P.ublished 18th June 2026
business
Boosting North Sea Investment Could Help To Eliminate Fuel Poverty And Add £60bn To The UK Economy
![Image by Zulfugar Karimov from Pixabay]()
Image by Zulfugar Karimov from Pixabay
David Whitehouse chief executive of Offshore Energies UK has presented evidence to the Energy Security and Net Zero select committee showing that rapid implementation of the Treasury’s proposed Oil and Gas Price Mechanism (OGPM) would radically boost revenue from the North Sea oil and gas industry.
Replacing the defective Energy Profits Levy with the government-proposed OGPM from April 2027 instead of waiting until its planned introduction in 2030, would raise an additional £2.8 billion in direct taxes paid by the industry over the next decade, and a further £10.6 billion in payroll taxes from the workforce. This combined revenue would mean an extra £13.4 billion for government coffers over the next decade.

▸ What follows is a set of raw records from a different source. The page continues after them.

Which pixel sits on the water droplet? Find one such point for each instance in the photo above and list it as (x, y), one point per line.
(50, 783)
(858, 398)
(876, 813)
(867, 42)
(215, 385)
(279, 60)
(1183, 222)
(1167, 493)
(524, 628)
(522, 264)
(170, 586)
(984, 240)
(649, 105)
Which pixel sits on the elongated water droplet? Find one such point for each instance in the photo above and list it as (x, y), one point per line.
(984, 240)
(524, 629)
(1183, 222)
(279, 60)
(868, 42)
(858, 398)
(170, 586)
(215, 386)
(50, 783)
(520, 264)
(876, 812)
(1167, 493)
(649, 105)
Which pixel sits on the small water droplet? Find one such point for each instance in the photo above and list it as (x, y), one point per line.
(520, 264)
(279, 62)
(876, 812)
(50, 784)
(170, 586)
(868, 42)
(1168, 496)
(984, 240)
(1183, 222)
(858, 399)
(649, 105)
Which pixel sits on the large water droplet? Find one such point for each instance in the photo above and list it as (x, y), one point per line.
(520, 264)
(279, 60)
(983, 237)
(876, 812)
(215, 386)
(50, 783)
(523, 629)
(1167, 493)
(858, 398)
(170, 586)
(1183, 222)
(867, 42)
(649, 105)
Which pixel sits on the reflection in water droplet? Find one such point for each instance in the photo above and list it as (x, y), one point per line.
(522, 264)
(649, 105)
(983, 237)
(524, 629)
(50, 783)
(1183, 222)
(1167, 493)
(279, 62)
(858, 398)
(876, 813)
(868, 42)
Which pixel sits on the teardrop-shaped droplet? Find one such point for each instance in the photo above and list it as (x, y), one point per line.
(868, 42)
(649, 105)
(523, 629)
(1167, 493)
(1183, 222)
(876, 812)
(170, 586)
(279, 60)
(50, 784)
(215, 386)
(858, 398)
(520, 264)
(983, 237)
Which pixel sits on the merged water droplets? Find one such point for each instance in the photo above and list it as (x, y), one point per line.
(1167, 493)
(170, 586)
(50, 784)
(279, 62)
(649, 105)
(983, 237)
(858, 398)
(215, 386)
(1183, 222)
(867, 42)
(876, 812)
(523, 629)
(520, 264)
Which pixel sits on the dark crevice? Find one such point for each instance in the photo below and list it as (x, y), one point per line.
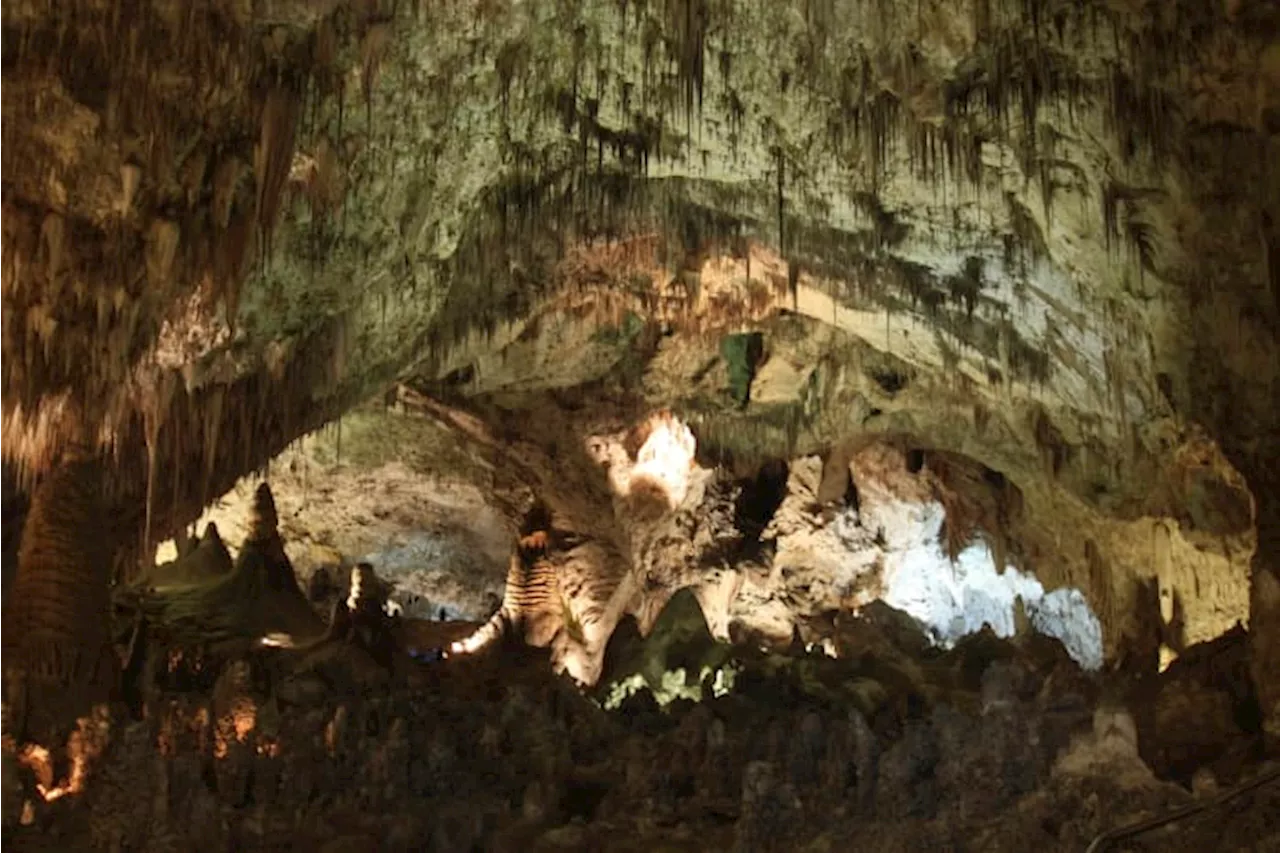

In his evidence to the House of Commons Energy Security and Net Zero Committee inquiry, Managing the Future of UK Oil and Gas, Mr Whitehouse argued that the current windfall tax is actively undermining investment — leaving projects uneconomic, accelerating production decline, and ultimately reducing the tax revenues available to government.
He set out analysis showing that, under a more competitive regime, coupled with support for developments such as Rosebank and Jackdaw, the UK could deliver:
1.1 billion additional barrels by 2035, meeting half of the UK’s demand in that period.
Add more than £60 billion to the UK economy over the next decade.
This would slow the current projected 30–40% decline in domestic production, reducing reliance on imports and strengthening the UK’s economic resilience.
Without change, the UK is set to become increasingly dependent on imported liquefied natural gas (LNG), particularly from the United States and Qatar. Under OEUK analysis, LNG imports could supply up to 50% of UK gas demand within a decade.
By contrast, a stronger domestic sector would limit LNG dependency to around 4% by 2030 and 6% by 2035.
This matters not just for security but for emissions. Imported LNG has roughly four times the carbon footprint of UK-produced gas, meaning declining domestic production risks increasing global emissions rather than reducing them.
David Whitehouse said: “Domestic oil and gas production doesn’t just supply energy — it gives the Chancellor choices. It generates tax revenues, supports jobs, and strengthens the economy. Those are the levers government can use to support households — including those in fuel poverty.
“Our analysis shows that a stable North Sea tax regime coupled with supportive policy could generate enough additional tax revenue to eliminate fuel poverty altogether.
“It is estimated that approximately 50% of the UK energy demand to 2050 will be met by oil and gas. The choice is whether we produce it ourselves with all the benefits for UK jobs, economic value, taxes, or rely on imports with none of those benefits.
“Accelerated production decline in the UK is a policy choice not a geological inevitability. It leaves us poorer, less able to support vulnerable communities, more exposed to geopolitical risk, and reduces energy security for the UK and our European partners.”